Dean’s Dilemma- W2D1

ddilemma.df <- read.csv(paste("Data - Deans Dilemma.csv", sep=""))

attach(ddilemma.df)   # attaching the columns of the data frame
library(psych)

STUDENTS WHO WERE SUCCESSFULLY PLACED:

placed.df <- ddilemma.df[ which(ddilemma.df$Placement=='Placed'), ]
boxplot(Salary ~ Gender, data = placed.df, xlab= "Gender", ylab= "average salary", horizontal= TRUE)

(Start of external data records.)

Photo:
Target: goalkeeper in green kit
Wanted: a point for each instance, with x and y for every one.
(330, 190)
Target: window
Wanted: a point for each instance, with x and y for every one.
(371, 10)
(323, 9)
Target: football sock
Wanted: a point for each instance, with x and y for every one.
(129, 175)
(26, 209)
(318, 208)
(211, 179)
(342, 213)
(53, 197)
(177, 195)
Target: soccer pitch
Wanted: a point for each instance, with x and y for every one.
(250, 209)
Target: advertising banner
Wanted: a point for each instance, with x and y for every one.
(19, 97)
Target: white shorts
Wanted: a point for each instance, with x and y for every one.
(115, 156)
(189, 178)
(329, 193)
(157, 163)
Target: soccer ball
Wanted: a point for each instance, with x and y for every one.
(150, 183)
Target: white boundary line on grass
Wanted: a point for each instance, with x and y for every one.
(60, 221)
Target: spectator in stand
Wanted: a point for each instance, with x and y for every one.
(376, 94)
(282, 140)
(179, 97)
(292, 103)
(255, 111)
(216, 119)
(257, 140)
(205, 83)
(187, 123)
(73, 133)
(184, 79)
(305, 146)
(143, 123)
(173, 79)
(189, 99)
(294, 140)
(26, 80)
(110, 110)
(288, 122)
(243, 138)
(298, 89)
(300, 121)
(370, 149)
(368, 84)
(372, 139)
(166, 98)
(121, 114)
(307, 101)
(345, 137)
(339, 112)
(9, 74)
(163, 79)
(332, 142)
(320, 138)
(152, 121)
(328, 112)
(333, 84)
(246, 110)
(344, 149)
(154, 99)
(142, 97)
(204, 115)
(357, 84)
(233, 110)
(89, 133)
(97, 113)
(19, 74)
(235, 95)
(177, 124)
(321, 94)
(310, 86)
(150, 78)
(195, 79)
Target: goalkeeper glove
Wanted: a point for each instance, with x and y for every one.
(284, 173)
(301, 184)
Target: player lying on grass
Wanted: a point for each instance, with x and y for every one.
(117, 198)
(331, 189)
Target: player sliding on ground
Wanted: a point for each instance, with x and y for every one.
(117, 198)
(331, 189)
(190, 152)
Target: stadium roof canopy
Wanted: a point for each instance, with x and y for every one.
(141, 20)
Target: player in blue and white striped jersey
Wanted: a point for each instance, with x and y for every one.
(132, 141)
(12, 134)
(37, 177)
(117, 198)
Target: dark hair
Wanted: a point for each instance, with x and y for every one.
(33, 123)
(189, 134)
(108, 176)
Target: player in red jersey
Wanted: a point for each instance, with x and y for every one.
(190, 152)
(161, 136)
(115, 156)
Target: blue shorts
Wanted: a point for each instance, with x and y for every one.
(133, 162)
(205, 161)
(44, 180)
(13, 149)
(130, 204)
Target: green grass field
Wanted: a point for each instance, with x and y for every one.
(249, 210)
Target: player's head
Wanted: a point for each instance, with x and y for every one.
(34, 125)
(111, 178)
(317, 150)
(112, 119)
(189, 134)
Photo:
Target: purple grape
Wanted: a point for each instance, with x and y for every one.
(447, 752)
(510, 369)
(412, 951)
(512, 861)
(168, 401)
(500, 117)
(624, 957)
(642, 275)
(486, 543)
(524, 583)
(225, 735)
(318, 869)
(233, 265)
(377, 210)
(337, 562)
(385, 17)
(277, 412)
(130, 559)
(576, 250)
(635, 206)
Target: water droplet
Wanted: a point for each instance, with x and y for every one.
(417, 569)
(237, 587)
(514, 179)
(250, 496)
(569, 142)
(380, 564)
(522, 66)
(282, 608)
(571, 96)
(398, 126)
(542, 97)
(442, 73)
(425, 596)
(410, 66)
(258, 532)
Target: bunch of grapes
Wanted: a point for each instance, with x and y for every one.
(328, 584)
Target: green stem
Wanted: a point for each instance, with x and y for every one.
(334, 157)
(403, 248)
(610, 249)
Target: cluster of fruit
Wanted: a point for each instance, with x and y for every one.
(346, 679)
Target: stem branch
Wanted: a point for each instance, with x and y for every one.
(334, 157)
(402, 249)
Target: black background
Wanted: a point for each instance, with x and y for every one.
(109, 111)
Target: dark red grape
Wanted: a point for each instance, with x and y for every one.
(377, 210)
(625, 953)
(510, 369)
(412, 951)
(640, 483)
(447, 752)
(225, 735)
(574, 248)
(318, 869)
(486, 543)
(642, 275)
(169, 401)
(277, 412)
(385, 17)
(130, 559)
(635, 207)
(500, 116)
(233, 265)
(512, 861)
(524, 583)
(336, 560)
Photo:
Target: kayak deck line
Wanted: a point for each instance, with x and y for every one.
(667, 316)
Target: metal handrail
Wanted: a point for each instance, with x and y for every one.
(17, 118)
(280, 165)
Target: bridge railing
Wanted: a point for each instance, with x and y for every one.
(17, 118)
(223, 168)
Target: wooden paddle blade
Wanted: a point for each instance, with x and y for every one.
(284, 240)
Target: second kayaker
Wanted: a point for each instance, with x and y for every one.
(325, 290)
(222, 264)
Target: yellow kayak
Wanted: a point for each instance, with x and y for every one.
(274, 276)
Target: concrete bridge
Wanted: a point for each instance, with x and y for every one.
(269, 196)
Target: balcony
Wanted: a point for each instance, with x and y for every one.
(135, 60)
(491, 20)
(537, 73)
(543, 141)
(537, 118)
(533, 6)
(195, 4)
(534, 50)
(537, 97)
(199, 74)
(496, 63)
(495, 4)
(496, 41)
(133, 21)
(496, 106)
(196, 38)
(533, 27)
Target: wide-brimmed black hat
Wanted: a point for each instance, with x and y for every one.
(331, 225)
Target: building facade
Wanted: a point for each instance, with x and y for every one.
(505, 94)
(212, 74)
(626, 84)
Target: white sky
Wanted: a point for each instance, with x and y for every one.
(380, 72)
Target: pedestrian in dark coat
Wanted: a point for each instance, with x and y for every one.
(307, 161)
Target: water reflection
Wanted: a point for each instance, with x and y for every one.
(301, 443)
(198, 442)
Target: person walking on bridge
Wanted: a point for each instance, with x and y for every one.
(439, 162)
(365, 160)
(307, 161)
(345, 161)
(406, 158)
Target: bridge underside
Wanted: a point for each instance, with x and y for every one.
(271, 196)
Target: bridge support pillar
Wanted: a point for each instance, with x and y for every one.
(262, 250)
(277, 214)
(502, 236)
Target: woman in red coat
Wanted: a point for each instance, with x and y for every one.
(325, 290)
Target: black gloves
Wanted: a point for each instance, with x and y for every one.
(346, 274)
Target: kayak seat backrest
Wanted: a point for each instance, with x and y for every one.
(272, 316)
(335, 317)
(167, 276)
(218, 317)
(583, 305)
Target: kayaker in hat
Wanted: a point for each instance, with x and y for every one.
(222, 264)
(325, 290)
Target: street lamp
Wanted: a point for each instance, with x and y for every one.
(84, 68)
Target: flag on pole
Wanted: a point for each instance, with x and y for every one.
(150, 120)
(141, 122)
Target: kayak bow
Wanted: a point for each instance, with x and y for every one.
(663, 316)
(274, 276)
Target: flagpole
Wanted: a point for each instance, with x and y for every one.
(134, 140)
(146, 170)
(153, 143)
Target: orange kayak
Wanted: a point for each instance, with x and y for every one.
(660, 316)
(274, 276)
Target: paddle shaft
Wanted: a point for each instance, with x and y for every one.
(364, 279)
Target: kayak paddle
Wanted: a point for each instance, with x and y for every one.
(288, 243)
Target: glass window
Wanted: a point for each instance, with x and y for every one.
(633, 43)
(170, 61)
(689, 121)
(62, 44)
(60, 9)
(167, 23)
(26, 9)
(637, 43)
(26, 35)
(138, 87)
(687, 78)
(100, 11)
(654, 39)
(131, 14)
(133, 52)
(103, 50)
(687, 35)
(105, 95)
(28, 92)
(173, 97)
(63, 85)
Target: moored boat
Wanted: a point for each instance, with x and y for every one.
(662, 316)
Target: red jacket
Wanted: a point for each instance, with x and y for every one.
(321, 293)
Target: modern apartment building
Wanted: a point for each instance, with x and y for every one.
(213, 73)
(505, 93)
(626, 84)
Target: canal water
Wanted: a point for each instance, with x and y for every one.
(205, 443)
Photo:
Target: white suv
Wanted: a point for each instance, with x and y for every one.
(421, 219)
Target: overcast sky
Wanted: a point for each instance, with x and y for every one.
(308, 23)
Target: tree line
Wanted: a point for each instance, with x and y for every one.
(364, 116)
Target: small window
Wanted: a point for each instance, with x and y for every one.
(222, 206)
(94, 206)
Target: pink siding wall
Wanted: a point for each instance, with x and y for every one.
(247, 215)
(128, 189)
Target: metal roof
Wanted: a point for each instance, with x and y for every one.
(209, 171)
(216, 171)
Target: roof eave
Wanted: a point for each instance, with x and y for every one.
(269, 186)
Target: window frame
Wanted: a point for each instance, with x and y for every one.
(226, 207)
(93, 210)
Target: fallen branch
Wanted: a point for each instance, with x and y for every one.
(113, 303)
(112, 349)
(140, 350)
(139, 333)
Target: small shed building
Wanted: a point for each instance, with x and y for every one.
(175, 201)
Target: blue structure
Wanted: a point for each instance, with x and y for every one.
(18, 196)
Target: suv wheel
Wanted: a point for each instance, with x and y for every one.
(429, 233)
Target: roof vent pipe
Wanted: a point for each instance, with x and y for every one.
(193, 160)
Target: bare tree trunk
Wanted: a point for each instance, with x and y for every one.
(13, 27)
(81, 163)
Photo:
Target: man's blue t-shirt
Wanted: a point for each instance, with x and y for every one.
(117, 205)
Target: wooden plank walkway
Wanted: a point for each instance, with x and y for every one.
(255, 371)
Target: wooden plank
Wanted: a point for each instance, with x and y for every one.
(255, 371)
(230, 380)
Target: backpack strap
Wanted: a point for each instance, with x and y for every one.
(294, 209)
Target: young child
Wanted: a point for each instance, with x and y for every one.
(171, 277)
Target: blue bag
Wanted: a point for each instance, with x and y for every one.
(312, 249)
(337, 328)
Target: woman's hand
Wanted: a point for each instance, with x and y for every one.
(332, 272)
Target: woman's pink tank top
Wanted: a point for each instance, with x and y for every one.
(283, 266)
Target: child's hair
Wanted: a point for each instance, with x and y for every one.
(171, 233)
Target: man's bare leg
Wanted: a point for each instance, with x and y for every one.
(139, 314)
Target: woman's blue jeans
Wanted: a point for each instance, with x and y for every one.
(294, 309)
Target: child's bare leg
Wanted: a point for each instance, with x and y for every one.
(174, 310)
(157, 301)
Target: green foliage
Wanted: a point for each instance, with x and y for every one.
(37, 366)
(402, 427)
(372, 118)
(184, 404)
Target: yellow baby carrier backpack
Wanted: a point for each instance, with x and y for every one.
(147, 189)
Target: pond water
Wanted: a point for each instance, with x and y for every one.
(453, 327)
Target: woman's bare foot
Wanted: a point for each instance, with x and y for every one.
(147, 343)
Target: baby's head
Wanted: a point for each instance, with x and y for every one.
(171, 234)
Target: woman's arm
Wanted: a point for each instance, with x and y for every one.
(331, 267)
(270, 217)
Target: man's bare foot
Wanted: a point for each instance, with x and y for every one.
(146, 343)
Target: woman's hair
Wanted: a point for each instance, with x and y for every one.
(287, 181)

Mean salary of males and females, who were placed

aggregate(placed.df$Salary, by= list(placed.df$Gender), FUN=mean)

##   Group.1        x
## 1       F 253068.0
## 2       M 284241.9

According to above table, there is a gender gap between the average salary of males and the average salary of females.

Hypothesis 1

H1: The average salary of the male MBAs is higher than the average salary of female MBAs.

 t.test(Salary ~ Gender, data = placed.df)

## 
##  Welch Two Sample t-test
## 
## data:  Salary by Gender
## t = -3.0757, df = 243.03, p-value = 0.00234
## alternative hypothesis: true difference in means is not equal to 0
## 95 percent confidence interval:
##  -51138.42 -11209.22
## sample estimates:
## mean in group F mean in group M 
##        253068.0        284241.9

Result of Independent t-test

Based on the above output of the t-test, we can reject the hypothesis that the average salary of males is equal the average salary of females.(p<0.001)

What is the average salary of male MBAs who were placed? 284241.90 What is the average salary of female MBAs who were placed? 253068.00 What is the p-value based on the t-test? 0.00234 The t test showed there was a significant difference in the average salaries of males and the average salaries of females.